Russian-Ukraine Conflict Sparks Sale of Shares in G1 Entertainment LLC

Russian-Ukraine Conflict Sparks Sale of Shares in G1 Entertainment LLC

Showcasing the dynamic nature of global investments, Hong Kong-listed investment holding company “LET Group Holdings” has announced the sale of the license of its Tigre De Cristal Resort in Vladivostok for a substantial $116 million. This move, prompted by uncertainties arising from the ongoing geopolitical tensions, mainly the Russian-Ukraine conflict that has become a catalyst for such strategic decisions. LET Group’s decision has not only stirred the financial landscape but also led to the departure of independent non-executive directors, adding a layer of intrigue to the unfolding narrative.

The announcement revealed that every independent non-executive director parted way with LET Group because of their disagreement with the sales contract. It is worth-mentioning here that despite the departure of the non-executive directors, seasoned casino investor Andrew Lo Kai Bong remains the chairman as well as director of both LET Group and Summit Ascent.

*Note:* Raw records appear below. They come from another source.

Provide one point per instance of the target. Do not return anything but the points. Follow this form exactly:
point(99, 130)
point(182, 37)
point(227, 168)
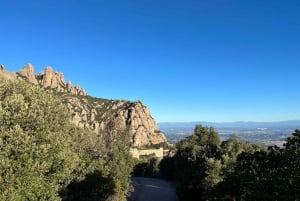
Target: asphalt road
point(148, 189)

The crux of the matter is Oriental Regent Ltd.’s decision to sell the entire shares in its wholly-owned G1 Entertainment LLC to the Russian entity Dalnevostochniy Aktiv LLC. It may be noted here that Orient Regent is a non-wholly-owned indirect arm of LET Group, and it holds the gaming authorization for Tigre de Cristal that has been officially granted by the government of Russia.

The $116 million deal will reportedly take place outside of Russia due to the sanctions imposed on the country. Oriental Regent said it remained committed to refunding the company’s $28 million investment, trimming down the company’s exposure to the regulated Russian market to zero upon conclusion of the transaction.

LET Group and Summit Ascent Holdings Ltd. defended the sale of the license of its Tigre De Cristal Resort, citing the adverse impact of the Russia-Ukraine conflict and associated sanctions on the operations and prospects of G1 Entertainment. Both entities emphasized that further announcements would be made after further consideration and evaluation.

Defending the sale, LET Group and its associate said, “Further announcement will be made by the company if and when appropriate after due consideration and evaluation.”

Meanwhile, Taiwan-based Firich Enterprises Co Ltd., which holds a 20 per cent stake in Oriental Regent, is reportedly looking forward to raising $28 million in cash from the sale. The departure of directors, the strategic relocation of transactions due to sanctions, and the potentially drastic financial implications for stakeholders underscore the profound impact of geopolitical events on the world of global investments.